Apple and Butternut Squash Risotto with Spicy Saucisson

Risotto is comfort food at its best. It’s warm, cheesy and gooey so it goes down easy with very little chewing.

I had the enormous privilege to eat the best risotto EVER at the Au Pied de Cochon sugar shack a few weeks ago. This place is only open twice a year for a couple months. I can’t even begin to describe the decadence, deliciousness and excessiveness of what was served up. Luckily, Anthony Bourdain did an awesome job doing just that in his show “Parts Unknown” (skip to 3:17).

Making risotto can seem intimidating at first. I suggest doing all your mincing, chopping and measuring in advance so when the cooking process is underway, you won’t need 6 other arms.

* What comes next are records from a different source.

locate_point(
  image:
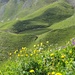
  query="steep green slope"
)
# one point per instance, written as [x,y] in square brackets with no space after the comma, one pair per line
[44,17]
[36,27]
[15,9]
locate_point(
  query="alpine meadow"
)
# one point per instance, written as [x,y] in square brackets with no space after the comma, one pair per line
[37,37]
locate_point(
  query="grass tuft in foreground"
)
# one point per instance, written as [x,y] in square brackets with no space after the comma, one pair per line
[42,60]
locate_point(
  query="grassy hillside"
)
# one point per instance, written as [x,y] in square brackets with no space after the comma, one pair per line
[48,23]
[14,9]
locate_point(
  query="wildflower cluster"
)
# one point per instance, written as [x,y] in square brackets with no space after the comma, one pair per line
[41,60]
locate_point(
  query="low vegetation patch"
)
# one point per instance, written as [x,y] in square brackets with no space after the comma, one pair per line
[43,59]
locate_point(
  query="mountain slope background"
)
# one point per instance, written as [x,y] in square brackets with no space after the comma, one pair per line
[28,22]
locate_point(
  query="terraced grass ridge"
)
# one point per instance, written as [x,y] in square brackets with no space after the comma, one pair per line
[24,23]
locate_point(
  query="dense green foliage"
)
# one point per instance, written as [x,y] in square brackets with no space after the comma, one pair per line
[43,59]
[51,20]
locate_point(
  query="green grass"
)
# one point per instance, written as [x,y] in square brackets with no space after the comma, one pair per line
[43,59]
[50,22]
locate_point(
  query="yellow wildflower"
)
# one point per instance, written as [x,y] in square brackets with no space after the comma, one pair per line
[35,51]
[26,55]
[10,54]
[23,48]
[31,54]
[20,51]
[52,54]
[70,52]
[58,74]
[66,62]
[63,56]
[34,45]
[47,41]
[31,71]
[53,73]
[15,52]
[18,55]
[49,73]
[38,45]
[41,43]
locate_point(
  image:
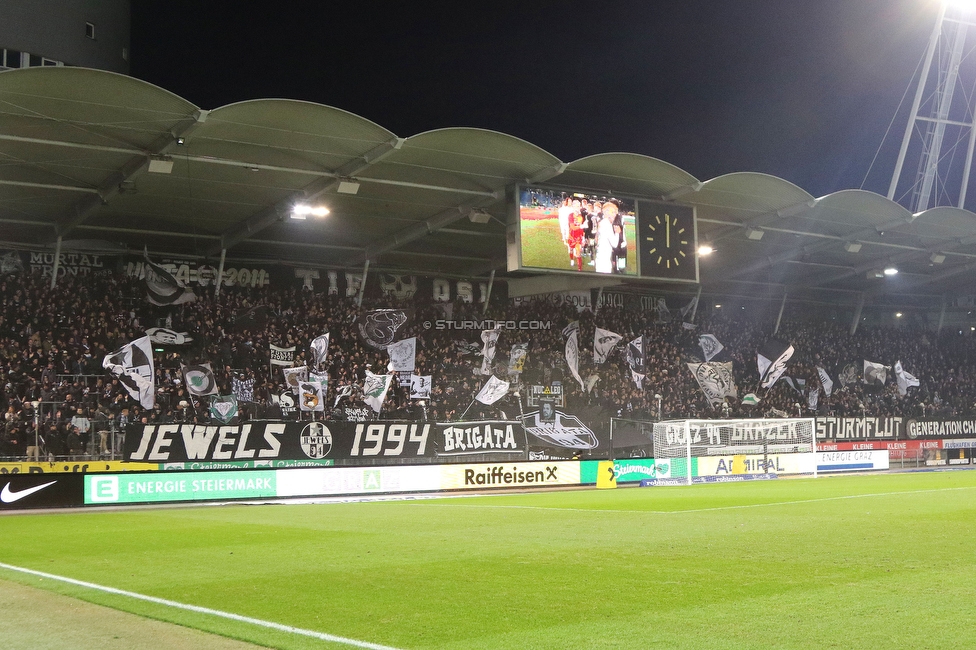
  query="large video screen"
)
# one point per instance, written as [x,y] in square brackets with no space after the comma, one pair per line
[577,232]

The recipe below is my best shot at recreating chef Martin Picard’s risotto and it turned out pretty darn good. I hope I make him proud!

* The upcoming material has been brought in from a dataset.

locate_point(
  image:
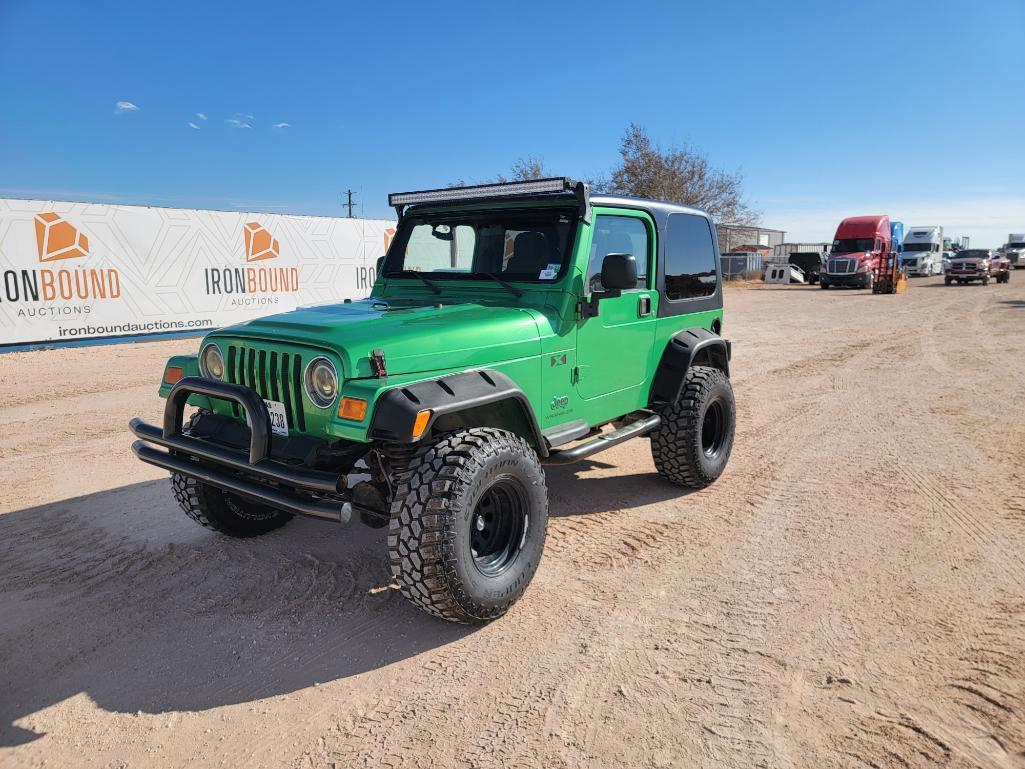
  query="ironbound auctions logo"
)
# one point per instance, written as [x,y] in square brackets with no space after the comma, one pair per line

Ingredients (serves 6 REALLY hungry people): 

  • 2 pounds of butternut squash, peeled, seeded and cut into chunks
  • 1 large onion, diced
  • 2 cups of Arborio rice
  • 1 cup of cider or dry white wine
  • 2 boxes (946 mL x 2) of chicken or vegetable broth
  • 1 cup of water
  • 2/3 cup of grated parmesan cheese
  • 1 cup of spicy saucisson, diced
  • 2 small or 1 large Macintosh apple, cored and diced (I keep the peel on)
  • 1 tsp of dried sage
  • Salt and pepper to taste

Preparation: In a large sauce pan over medium heat, cook the onion and the squash in olive oil until softened (8-10 minutes). Meanwhile, bring broth and water to a boil in a medium sauce pan, then reduce the heat and let simmer. Add the Arborio rice to the cooked squash and onion; stir to coat. Add the cider and stir continuously until most of the liquid has evaporated. Add the remaining broth and water mixture 1 cup at a time, stirring until most of the liquid is absorbed before adding more. This should take about 30-40 minutes… Or until your arm falls off. Turn off the heat and mix in the apple(s), saucisson, Parmesan cheese and dried sage. Salt and pepper to taste. Garnish with fresh sage and freshly grated Parmesan. I personnally garnished the risotto with brussel sprouts baked in bacon fat (which I highly recommend).